Current Institutional Affiliation
Associate Professor, History, University of California / San Diego

Award Information

International Dissertation Research Fellowship 1999
Institutional Affiliation (at time of award):
History, Northwestern University
East African Consumerism and the Genealogies of Globalization

Poised at the intersection of culture and commerce, my project examines the role of consumption in economic and social change on the Swahili coast during a period of rapid integration into global commercial systems. Though African demand provided primary momentum to transoceanic commerce in the early modern era (ca.1500-1800), scholars have not examined the social logic and cultural rationale of African consumption practices. I argue that in order to understand historical patterns of global exchange, it is necessary to examine changes in local demand as well as the ways in which foreign commodities were understood and employed in local social, economic, and political relationships.

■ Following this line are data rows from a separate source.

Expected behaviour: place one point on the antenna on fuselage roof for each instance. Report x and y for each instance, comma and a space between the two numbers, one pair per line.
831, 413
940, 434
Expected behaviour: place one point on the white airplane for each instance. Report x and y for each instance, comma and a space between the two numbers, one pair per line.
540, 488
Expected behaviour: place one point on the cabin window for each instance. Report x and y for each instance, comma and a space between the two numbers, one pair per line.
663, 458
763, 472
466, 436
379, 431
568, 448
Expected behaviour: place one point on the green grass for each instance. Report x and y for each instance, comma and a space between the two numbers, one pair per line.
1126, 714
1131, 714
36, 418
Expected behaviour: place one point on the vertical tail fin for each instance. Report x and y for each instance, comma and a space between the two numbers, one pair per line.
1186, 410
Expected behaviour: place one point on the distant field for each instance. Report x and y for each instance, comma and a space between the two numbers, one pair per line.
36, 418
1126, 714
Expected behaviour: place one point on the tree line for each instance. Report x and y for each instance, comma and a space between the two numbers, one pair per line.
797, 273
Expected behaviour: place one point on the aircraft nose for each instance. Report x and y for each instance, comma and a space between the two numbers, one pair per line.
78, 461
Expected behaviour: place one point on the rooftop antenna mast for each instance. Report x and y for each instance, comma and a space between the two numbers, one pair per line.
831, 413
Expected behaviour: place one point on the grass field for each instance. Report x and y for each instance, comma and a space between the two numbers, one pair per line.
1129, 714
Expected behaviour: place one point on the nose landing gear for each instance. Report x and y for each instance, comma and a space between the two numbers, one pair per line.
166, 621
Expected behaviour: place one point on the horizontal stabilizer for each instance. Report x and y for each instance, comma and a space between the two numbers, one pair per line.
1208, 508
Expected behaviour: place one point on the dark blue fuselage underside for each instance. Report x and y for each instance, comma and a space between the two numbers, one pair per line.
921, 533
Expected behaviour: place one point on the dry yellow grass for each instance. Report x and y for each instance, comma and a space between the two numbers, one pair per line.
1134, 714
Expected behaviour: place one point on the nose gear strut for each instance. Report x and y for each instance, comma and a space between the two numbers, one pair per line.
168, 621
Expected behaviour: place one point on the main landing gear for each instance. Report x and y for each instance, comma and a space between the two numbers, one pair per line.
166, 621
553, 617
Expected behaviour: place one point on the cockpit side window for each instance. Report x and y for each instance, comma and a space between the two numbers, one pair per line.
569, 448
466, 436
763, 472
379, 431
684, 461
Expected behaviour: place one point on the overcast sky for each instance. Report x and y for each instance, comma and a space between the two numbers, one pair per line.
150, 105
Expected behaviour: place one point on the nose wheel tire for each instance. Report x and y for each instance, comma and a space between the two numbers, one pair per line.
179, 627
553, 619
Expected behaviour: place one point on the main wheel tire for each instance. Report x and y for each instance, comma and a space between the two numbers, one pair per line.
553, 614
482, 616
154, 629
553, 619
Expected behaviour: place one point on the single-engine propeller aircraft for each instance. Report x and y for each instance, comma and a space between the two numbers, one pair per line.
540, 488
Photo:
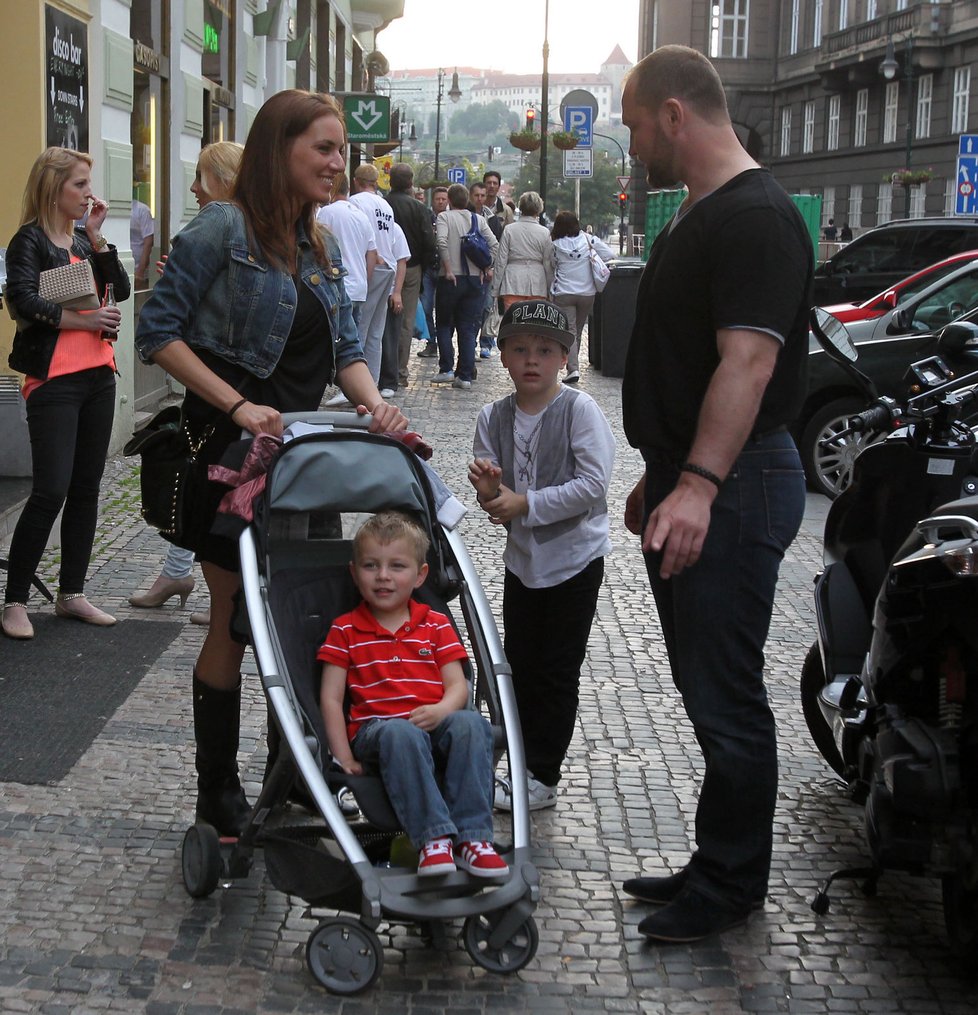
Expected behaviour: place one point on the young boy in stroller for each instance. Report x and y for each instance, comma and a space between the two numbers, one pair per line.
394, 698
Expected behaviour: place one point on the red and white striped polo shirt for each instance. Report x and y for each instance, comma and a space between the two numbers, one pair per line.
389, 675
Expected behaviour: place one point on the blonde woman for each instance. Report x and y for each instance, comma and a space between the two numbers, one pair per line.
69, 363
216, 170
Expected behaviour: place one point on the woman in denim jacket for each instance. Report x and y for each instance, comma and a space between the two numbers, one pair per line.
68, 360
253, 317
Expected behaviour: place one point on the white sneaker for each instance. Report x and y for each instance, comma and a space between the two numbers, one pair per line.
540, 796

I will examine material consumption in the Mombasa region-the commercial heart of the East African coast-through a survey of the uses of three forms of material culture: food, clothing, and the built environment. Since evidence of changes in consumption, commerce, and social relations in the early modern period are fragmentary, my project will employ a combination of source material, including archaeological, written archival, and oral data. By studying consumption on the Swahili coast I will explore the ways in which the uses of goods and the meanings given them locally can reflect as well as influence socioeconomic change over time.